Fateful meeting looms for Green Line extension
By State House News Service | May 6, 2016, 18:03 EDT
BOSTON – The fate of the cost-burdened Green Line Extension depends in large part on the new budget that will be presented to transportation overseers at a meeting Monday.
Last August, Transportation Secretary Stephanie Pollack paused the trolley line extension to Somerville and Medford, warning that the prior cost estimate of $1.99 billion had jumped by between $700 million and $1 billion.
Since then transportation officials have labored with stakeholders to reduce the scale of the seven-station endeavor. According to the Somerville Journal, a pared-down version of the trolley extension would reduce the cost by $280 million.
On Thursday, Somerville and Cambridge pledged an “unprecedented” contribution of $75 million combined to the project, and Boston’s Metropolitan Planning Organization shifted about $190 million into construction of the line leading out to Tufts University.
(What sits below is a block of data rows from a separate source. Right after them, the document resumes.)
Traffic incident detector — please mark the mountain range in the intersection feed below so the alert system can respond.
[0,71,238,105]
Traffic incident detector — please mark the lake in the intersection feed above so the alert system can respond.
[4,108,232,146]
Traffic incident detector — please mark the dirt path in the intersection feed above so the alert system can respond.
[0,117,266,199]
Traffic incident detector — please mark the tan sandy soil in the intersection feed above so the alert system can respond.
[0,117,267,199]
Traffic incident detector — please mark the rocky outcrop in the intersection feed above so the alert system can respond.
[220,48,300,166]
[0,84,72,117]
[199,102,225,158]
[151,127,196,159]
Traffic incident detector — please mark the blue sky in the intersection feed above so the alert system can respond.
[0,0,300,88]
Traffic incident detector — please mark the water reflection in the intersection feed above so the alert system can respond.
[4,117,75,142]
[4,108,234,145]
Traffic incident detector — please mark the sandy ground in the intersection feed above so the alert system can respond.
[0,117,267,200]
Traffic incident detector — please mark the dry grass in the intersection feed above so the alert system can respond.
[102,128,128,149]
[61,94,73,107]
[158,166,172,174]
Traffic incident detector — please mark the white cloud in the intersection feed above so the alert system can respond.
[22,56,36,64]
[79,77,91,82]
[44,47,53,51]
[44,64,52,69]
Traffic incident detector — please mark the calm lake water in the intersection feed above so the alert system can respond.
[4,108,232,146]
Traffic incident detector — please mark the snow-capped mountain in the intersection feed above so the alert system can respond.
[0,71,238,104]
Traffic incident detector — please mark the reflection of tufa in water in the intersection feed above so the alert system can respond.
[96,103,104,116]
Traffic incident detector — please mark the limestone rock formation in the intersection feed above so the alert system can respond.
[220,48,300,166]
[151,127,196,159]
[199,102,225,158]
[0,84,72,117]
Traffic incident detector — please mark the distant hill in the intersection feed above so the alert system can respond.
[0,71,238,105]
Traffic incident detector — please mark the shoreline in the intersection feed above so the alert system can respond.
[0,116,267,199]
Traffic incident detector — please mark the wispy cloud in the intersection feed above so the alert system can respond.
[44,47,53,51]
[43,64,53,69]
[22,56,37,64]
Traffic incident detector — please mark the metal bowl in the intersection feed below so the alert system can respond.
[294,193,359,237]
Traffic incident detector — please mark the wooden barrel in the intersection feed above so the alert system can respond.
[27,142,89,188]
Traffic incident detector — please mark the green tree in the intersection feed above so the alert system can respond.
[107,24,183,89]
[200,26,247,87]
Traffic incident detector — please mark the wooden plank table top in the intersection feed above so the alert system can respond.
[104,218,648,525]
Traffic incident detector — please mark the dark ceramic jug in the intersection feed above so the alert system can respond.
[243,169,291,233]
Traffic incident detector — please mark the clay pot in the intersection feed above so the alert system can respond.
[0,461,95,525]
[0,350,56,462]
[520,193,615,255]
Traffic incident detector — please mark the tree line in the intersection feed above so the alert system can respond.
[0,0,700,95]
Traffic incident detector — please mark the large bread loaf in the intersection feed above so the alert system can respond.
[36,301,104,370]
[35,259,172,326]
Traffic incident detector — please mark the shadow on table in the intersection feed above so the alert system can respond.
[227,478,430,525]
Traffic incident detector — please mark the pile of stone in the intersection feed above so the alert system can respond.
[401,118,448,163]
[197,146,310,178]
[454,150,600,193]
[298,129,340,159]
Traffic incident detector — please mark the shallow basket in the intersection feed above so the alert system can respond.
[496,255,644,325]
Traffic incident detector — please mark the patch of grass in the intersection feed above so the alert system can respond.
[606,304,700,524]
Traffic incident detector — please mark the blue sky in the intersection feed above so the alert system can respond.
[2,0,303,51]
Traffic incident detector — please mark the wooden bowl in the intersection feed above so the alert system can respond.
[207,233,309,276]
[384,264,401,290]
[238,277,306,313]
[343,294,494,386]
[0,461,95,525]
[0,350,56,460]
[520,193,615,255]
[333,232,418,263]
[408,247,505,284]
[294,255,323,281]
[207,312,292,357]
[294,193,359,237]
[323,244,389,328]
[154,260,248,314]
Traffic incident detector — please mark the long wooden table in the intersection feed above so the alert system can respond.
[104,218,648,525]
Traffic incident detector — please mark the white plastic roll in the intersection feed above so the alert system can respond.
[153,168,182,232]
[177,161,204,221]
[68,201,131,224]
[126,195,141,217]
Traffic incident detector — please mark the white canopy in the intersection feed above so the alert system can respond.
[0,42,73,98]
Pollack declined Friday to say whether the new revenue and the cost reductions would be enough.
“We’re not going to be saying anything about what we think the new cost estimate is until Monday,” Pollack told the News Service after a Cabinet meeting. She said “no decision” has been made about whether transportation staff would recommend a course of action or merely present information to the overseers.
Transportation officials in December calculated $380 million expended already on the roughly 4.5-mile extension and said the state could expect to pay more than $700 million in “sunk costs” for the project.
A clean-air requirement stemming from the Big Dig project that buried Interstate 93 through downtown Boston and brought highway out to Logan airport, the Green Line Extension has been the brass ring of infrastructure investment for Somerville Mayor Joe Curtatone. A little less than two years ago, Somerville celebrated the opening of the first MBTA subway station in 27 years in the city’s Assembly Square neighborhood, the Orange Line station being the result of a combination of financial commitments from public and private entities.
After announcing that Somerville would contribute $50 million to the Green Line project, Curtatone told the News Service the “unprecedented and extraordinary” offer of municipal dollars is “necessary” for the project to move forward and he is “optimistic” that the Massachusetts Department of Transportation and the MBTA Fiscal and Management Control Board will move ahead with it.
“They’ll make a call,” said Curtatone, who plans to be at Monday’s meeting.
Curtatone hopes to work with the Baker administration on some creative financing schemes. Somerville’s tax levy is about $129 million, while the Cambridge tax levy is about $354 million, according to city officials.
The surprise increase in the estimated cost of the Green Line Extension and the policy question of whether and how to move forward with it have become major focuses of the control board Gov. Charlie Baker assigned to oversee the T after significant winter service failures.
After the joint-meeting of the boards on the fate of the Green Line Extension project, the Cambridge City Council plans to take up the issue at its meeting Monday evening.
Cambridge City Manager Richard Rossi wrote to the council the $25 million from the city and from the developers of North Point, which is located near the current East Cambridge terminus of the Green Line, would be limited to construction within Cambridge. Planning to achieve a final agreement with the state and the MBTA by Sept. 30, Rossi also indicated the city should be spared if less money is needed.
“In the event that the Cambridge City Council and the North Point developers approve this funding and the project costs turn out to be less than anticipated at this juncture, I also expect the City of Cambridge to be relieved of a portion of that funding commitment in a fair and proportional manner,” Rossi wrote.
Rossi wrote, “To my knowledge, never before has a municipality or group of municipalities in Massachusetts been asked to assume a portion of the cost of a large infrastructure project. Traditionally the state and federal governments have worked together to fund these projects, and to address cost overruns, with an understanding that municipalities in Massachusetts have a limited ability under Massachusetts law to raise new revenue or to dedicate local funding to costs outside of routine municipal services such as education, public safety, public health, and local infrastructure.”
The cost and scope of the Green Line Extension project is on the agenda for a 1 p.m. meeting Monday of the MassDOT and MBTA Fiscal and Management Control boards at 10 Park Plaza in Boston.